Read Ageless: The Naked Truth About Bioidentical Hormones Online
Authors: Suzanne Somers
Tags: #Women's Health, #Aging, #Health & Fitness, #Self-Help
We know that testosterone gets converted to estrogen by an enzyme called aromatase, especially in men who are overweight. We try to block aromatase with chrysin in a cream form and also with zinc
and vitamin C. By doing so, we are maximizing testosterone, preventing its conversion to estrogen, and at the same time treating the prostate.
SS:
What does the future hold for antiaging medicine?
MG:
The big hope is stem cell therapy, in which stem cells (cells that are capable of becoming all or many of the different kinds of tissues in the human body) can be injected into the brain, the heart cells, or other parts of the body in order to get them to repair damaged cells.
As far as patients are concerned, I believe we can all live to be a hundred. When I ask my patients if they want that, they all say yes, but not if they are in a wheelchair or nursing home. People are now starting to realize that they are going to live longer. They are not going to be able to retire at sixty-five anymore. All insurance, including life insurance, is going to have to change drastically. In addition, there will be greater use of growth hormone in the future. Growth hormone enhances body proteins. It uses up fat storage, and it conserves carbohydrates. Growth hormone scares people, because they think it might fuel cancer growth, but it is really a metabolic hormone.
SS:
But shouldn’t you take growth hormone if it is low or missing?
MG:
Yes, but you should have a fasting blood test first. Growth hormone tapers off naturally with age, so most people’s growth hormones are low. When in range, it is at 130 to 350.
SS:
What else do growth hormones do for you? My son, Bruce, injects HGH every day because his blood tests showed that his levels were very low. He loves the way he feels on it, and he also has a six-pack abdomen since he’s been injecting.
MG:
Growth hormone has many benefits. It promotes wound healing, improves vitality and energy, reduces body fat, increases lean body mass, strengthens muscles, and improves skin elasticity.
SS:
Isn’t it in a state of hormonal imbalance that disease can take hold?
MG:
Yes, definitely, and also, if you look at the progression of disease as you grow older, you’re exposed to more toxins. Your liver, kidneys, and lymph system no longer have the strength to pull out the toxins. Consequently, toxins start to accumulate in your body. Then
your liver, kidneys, and lymph system call out to the glands for reinforcement. And they say to the glands, Come on, secrete more hormones and make us a little stronger.

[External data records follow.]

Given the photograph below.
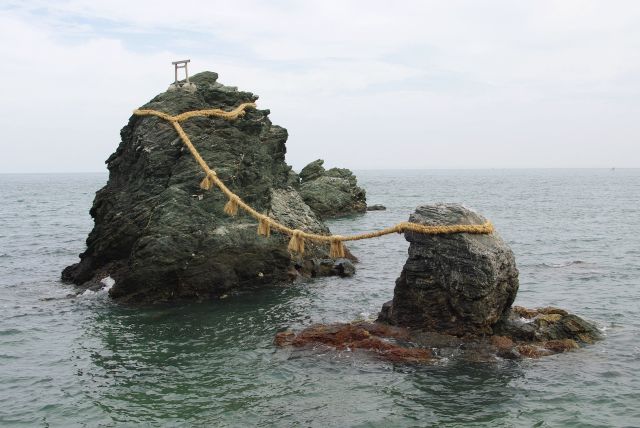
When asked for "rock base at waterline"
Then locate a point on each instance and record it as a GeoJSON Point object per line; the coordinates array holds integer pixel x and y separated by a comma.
{"type": "Point", "coordinates": [549, 331]}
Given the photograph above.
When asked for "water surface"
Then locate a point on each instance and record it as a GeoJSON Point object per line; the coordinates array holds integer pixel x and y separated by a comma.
{"type": "Point", "coordinates": [85, 361]}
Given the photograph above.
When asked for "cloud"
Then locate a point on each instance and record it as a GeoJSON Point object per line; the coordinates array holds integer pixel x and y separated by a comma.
{"type": "Point", "coordinates": [436, 84]}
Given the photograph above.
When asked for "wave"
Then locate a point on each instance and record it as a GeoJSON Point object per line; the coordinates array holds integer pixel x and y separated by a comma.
{"type": "Point", "coordinates": [562, 264]}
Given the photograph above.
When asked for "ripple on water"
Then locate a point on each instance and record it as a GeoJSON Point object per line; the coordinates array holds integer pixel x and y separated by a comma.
{"type": "Point", "coordinates": [84, 360]}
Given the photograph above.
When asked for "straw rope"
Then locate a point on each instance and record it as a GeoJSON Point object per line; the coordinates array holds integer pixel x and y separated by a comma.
{"type": "Point", "coordinates": [266, 223]}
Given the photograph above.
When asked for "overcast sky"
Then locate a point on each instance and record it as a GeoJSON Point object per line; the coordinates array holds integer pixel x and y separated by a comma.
{"type": "Point", "coordinates": [362, 84]}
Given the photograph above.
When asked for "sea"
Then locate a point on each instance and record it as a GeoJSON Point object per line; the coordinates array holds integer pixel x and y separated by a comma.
{"type": "Point", "coordinates": [81, 360]}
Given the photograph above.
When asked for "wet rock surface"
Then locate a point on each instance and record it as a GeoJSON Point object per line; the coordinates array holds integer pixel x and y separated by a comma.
{"type": "Point", "coordinates": [558, 334]}
{"type": "Point", "coordinates": [161, 237]}
{"type": "Point", "coordinates": [458, 283]}
{"type": "Point", "coordinates": [376, 207]}
{"type": "Point", "coordinates": [331, 193]}
{"type": "Point", "coordinates": [453, 300]}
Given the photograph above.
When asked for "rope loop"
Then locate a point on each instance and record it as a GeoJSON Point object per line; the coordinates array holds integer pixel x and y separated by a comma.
{"type": "Point", "coordinates": [266, 223]}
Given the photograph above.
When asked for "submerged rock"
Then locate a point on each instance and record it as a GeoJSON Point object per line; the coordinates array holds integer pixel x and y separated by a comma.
{"type": "Point", "coordinates": [453, 300]}
{"type": "Point", "coordinates": [331, 193]}
{"type": "Point", "coordinates": [459, 283]}
{"type": "Point", "coordinates": [376, 207]}
{"type": "Point", "coordinates": [387, 342]}
{"type": "Point", "coordinates": [161, 237]}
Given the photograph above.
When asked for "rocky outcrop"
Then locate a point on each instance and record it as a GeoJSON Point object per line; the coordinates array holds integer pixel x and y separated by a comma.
{"type": "Point", "coordinates": [161, 237]}
{"type": "Point", "coordinates": [453, 300]}
{"type": "Point", "coordinates": [458, 283]}
{"type": "Point", "coordinates": [331, 193]}
{"type": "Point", "coordinates": [376, 207]}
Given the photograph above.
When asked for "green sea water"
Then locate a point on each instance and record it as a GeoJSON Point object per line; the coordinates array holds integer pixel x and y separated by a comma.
{"type": "Point", "coordinates": [85, 361]}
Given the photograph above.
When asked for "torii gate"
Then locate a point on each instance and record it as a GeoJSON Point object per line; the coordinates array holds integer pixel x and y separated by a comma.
{"type": "Point", "coordinates": [177, 84]}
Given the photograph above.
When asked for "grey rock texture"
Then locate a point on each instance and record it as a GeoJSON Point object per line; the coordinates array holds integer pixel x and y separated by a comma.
{"type": "Point", "coordinates": [331, 193]}
{"type": "Point", "coordinates": [161, 237]}
{"type": "Point", "coordinates": [456, 284]}
{"type": "Point", "coordinates": [376, 207]}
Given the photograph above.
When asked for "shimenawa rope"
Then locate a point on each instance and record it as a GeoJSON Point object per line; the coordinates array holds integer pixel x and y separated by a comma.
{"type": "Point", "coordinates": [266, 223]}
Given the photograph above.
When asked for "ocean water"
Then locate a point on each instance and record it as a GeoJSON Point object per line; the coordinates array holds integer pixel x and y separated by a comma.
{"type": "Point", "coordinates": [86, 361]}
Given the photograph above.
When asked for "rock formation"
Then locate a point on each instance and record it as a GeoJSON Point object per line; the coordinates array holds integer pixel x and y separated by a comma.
{"type": "Point", "coordinates": [453, 299]}
{"type": "Point", "coordinates": [331, 193]}
{"type": "Point", "coordinates": [161, 237]}
{"type": "Point", "coordinates": [458, 283]}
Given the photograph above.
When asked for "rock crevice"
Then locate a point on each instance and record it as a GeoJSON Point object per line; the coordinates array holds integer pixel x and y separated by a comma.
{"type": "Point", "coordinates": [161, 237]}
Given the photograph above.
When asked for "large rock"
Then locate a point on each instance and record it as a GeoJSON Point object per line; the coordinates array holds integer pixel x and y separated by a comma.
{"type": "Point", "coordinates": [161, 237]}
{"type": "Point", "coordinates": [458, 283]}
{"type": "Point", "coordinates": [331, 193]}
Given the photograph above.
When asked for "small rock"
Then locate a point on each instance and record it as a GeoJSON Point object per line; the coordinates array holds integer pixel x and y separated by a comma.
{"type": "Point", "coordinates": [458, 283]}
{"type": "Point", "coordinates": [376, 207]}
{"type": "Point", "coordinates": [331, 193]}
{"type": "Point", "coordinates": [563, 345]}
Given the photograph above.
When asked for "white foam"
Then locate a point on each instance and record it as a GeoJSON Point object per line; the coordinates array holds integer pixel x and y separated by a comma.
{"type": "Point", "coordinates": [107, 283]}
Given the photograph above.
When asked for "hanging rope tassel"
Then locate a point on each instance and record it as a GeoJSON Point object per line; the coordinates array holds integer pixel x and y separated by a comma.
{"type": "Point", "coordinates": [296, 244]}
{"type": "Point", "coordinates": [231, 207]}
{"type": "Point", "coordinates": [337, 247]}
{"type": "Point", "coordinates": [264, 226]}
{"type": "Point", "coordinates": [207, 181]}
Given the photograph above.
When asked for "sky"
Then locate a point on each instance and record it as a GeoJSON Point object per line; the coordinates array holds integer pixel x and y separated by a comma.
{"type": "Point", "coordinates": [362, 84]}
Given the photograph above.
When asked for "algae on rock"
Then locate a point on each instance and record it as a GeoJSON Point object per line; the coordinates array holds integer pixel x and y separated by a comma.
{"type": "Point", "coordinates": [161, 237]}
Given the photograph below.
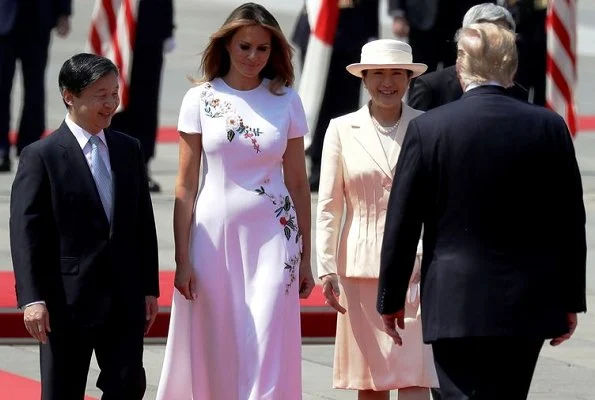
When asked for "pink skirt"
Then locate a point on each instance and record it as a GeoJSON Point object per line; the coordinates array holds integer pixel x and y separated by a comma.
{"type": "Point", "coordinates": [365, 356]}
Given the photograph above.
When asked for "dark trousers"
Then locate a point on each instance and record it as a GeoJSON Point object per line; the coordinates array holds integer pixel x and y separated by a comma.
{"type": "Point", "coordinates": [118, 345]}
{"type": "Point", "coordinates": [140, 117]}
{"type": "Point", "coordinates": [490, 368]}
{"type": "Point", "coordinates": [28, 43]}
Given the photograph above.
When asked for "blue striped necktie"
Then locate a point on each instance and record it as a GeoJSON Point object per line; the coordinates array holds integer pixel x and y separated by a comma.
{"type": "Point", "coordinates": [102, 178]}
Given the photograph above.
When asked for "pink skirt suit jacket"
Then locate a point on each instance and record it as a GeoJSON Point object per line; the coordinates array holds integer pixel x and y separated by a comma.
{"type": "Point", "coordinates": [356, 179]}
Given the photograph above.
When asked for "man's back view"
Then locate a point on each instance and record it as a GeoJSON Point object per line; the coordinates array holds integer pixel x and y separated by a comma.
{"type": "Point", "coordinates": [495, 182]}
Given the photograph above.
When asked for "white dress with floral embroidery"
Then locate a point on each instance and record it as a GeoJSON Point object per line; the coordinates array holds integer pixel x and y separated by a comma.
{"type": "Point", "coordinates": [240, 339]}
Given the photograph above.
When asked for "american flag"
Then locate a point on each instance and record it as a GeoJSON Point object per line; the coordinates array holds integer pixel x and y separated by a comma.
{"type": "Point", "coordinates": [113, 25]}
{"type": "Point", "coordinates": [323, 16]}
{"type": "Point", "coordinates": [561, 60]}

Then the glands acquiesce and start secreting more adrenal hormones and thyroid hormones, but eventually the glands get tired. Ultimately, what happens is that you get a toxic body with very weak hormonal glands. And that’s your setup for chronic illness.
SS:
So it goes all the way back to where we started. By detoxifying the body of heavy metals, lead, mercury, and others, by strengthening the weakest major hormones and organs, whether they be adrenal, thyroid, the kidneys, or the pancreas, by replacing lost minor hormones, we can cut off at the pass the inevitable chronic illnesses that we were destined to have. That’s how antiaging medicine works. We don’t have to be sick just because we are old.
MG:
Correct. It takes effort and a knowledgeable doctor, but the results are fantastic. But you have to start as soon as you recognize the validity of all of this. We want to feel good. We want to have energy. We want to jump out of bed in the morning. We want to see our kids and our grandkids. This kind of medicine can give you what you really want. Just stay open and find a physician who can really help you.
SS:
I agree. Thank you.
DR. GALITZER’S TOP FIVE ANTIAGING RECOMMENDATIONS
1. Effective ways to increase energy are through intravenous vitamin C or intravenous glutathione.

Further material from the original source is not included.